The bottom line is that the FBI, like so many other government agencies, wants to automatically side-step the law and ultimately violate the individuals right to privacy until such time as a proper warrant has been issued.
And that is not to mention how many time the FBI or other law enforcement agencies have first violated 4th Amendment rights and then used something in that violation as probable cause to have a warrant issued. It is one thing when an officer breaks into a suspect's house. That is limited and small in scope. But with data collection and unrestricted access to whatever they want, the magnitude of the abuse potential is mind-boggling.

But even giving then the benefit of the doubt that they will not abuse such power (which IMO is giving them a lot more credit than they deserve), there is still the fact that users would have big gaping holes in their security that could not be legally patched. It's absurd that this issue is even deemed worthy of argument by officials.
 
  • The problem is that no backdoor, no matter how secretive, can remain locked once created.
That's a fundamental true. Remember the line "I could tell you, but then I would have to kill you"? That's the ONLY means to keep a secrete :sigh:
 
Quantum will break any encryption, if it hasn't already. They will go through the front door the first time, every time.
 
If we build a backdoor for the US government, then we'd have to build a backdoor for Russia, Turkey, Iran, Saudi Arabia, and every other corrupt government across the globe. How many human beings in how many countries would have access to these backdoors before these backdoors get into the hands of non governmental agents? Hackers have infiltrated and stolen top secret CIA hacking tools, what makes you think they won't get their hands on the iPhone backdoor tools?

These law enforcement agencies are demanding unfettered access to user's devices in the name of security. The irony of this is just how awful an idea this is from a security standpoint. Maybe that's what we need though. Maybe we need a few senators to have their phones dumped onto the innernets.
 
The key (so to speak) fact is that the government already has ways to get access to devices (exploiting the inevitable bugs, swooping in to seize the device when the user has it unlocked, planting spyware or hidden cameras to ferret out the password, etc). The government whines that these method are not good enough because they require significant effort to access devices one at a time, which forces them to limit their snooping and pick out targets one at a time. Too bad -- their snooping is SUPPOSED to be limited and directed at individual suspects.
 
As I have stated countless times I firmly believe that nothing is safe if its online, even with encryption. Smartphones (even Apple) are highly vulnerable.
 
The key (so to speak) fact is that the government already has ways to get access to devices (exploiting the inevitable bugs, swooping in to seize the device when the user has it unlocked, planting spyware or hidden cameras to ferret out the password, etc). The government whines that these method are not good enough because they require significant effort to access devices one at a time, which forces them to limit their snooping and pick out targets one at a time. Too bad -- their snooping is SUPPOSED to be limited and directed at individual suspects.
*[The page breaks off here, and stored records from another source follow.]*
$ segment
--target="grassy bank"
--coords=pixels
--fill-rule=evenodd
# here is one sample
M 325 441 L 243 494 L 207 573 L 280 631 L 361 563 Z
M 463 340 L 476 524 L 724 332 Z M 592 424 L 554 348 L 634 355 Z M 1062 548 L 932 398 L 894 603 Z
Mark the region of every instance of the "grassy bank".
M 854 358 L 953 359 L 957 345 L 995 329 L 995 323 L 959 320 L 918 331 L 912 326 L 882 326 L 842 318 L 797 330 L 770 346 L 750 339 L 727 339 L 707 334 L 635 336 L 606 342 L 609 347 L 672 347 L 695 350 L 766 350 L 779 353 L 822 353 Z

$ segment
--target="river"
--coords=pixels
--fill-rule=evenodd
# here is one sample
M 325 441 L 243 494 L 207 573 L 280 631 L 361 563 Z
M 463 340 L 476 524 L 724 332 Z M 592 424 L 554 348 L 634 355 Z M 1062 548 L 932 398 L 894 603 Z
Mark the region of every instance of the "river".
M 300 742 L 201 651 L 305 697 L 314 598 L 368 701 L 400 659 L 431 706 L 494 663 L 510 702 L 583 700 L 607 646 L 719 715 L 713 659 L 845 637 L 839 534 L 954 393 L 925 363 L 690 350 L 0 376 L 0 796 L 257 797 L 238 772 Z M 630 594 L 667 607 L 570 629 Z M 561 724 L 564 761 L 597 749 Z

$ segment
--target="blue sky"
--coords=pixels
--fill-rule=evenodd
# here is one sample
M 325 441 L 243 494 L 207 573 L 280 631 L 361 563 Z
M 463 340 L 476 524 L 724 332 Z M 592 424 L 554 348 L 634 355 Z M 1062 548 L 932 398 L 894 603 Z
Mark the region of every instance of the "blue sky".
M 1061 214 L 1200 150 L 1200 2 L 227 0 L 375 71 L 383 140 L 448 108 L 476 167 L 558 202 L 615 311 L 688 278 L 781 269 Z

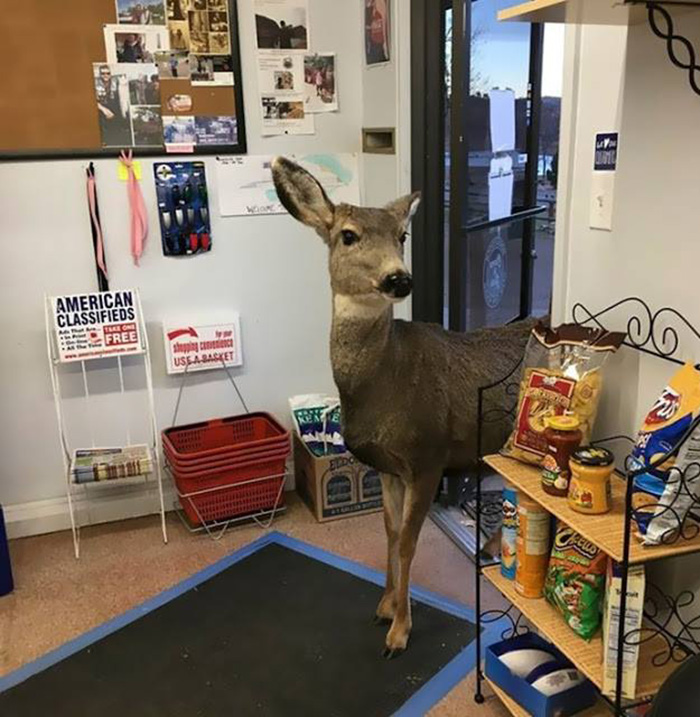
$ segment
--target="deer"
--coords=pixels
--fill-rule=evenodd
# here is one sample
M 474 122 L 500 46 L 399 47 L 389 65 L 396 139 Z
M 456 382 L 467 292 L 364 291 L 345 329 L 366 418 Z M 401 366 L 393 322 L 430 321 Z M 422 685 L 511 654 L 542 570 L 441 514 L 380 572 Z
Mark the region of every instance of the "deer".
M 477 389 L 513 371 L 533 322 L 461 334 L 395 320 L 394 305 L 413 288 L 404 245 L 420 193 L 383 208 L 335 205 L 289 159 L 276 157 L 272 175 L 284 208 L 329 249 L 343 437 L 382 485 L 387 569 L 374 621 L 390 625 L 383 655 L 391 659 L 407 648 L 411 564 L 443 475 L 463 474 L 478 459 Z

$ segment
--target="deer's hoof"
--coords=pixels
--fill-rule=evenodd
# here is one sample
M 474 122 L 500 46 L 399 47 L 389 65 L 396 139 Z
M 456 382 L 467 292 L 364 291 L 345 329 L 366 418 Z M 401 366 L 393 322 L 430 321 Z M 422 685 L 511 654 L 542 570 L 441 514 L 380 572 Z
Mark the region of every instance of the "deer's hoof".
M 406 648 L 404 647 L 385 647 L 384 651 L 382 652 L 382 657 L 385 660 L 393 660 L 395 657 L 400 657 L 404 652 L 406 652 Z
M 384 617 L 383 615 L 375 615 L 372 618 L 372 624 L 374 625 L 388 625 L 391 622 L 390 617 Z

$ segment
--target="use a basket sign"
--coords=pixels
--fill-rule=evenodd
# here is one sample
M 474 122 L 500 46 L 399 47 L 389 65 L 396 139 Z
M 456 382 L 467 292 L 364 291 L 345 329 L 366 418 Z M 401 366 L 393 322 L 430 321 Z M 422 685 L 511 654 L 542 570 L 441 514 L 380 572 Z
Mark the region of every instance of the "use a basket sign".
M 52 296 L 50 301 L 62 363 L 143 353 L 134 291 Z
M 241 366 L 238 314 L 220 323 L 163 323 L 165 360 L 169 374 Z

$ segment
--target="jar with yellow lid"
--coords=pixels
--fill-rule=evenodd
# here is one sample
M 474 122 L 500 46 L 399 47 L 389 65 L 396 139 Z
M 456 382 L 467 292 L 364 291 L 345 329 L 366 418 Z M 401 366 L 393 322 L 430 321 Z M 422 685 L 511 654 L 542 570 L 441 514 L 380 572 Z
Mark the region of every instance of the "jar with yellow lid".
M 612 507 L 610 478 L 615 456 L 605 448 L 579 448 L 569 461 L 569 506 L 579 513 L 599 515 Z
M 569 459 L 583 440 L 580 425 L 573 414 L 545 419 L 547 454 L 542 462 L 542 490 L 545 493 L 563 498 L 569 494 Z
You know what's REALLY ironic? Its the liberals who've brought this out-of-control surveillance upon us. They love the security state as long as they can fool themselves into thinking its only targeting their political enemies. They also claim to want "equality". Well, now they've got it - were all equally spied upon.
 
You know what's REALLY ironic? Its the liberals who've brought this out-of-control surveillance upon us. They love the security state as long as they can fool themselves into thinking its only targeting their political enemies. They also claim to want "equality". Well, now they've got it - were all equally spied upon.
This is the dumbest bullshit I've read in a while. When you get diarrhea, do you blame it on the liberals? I feel like you probably think that everything that's wrong with anything has to do with some liberals somewhere.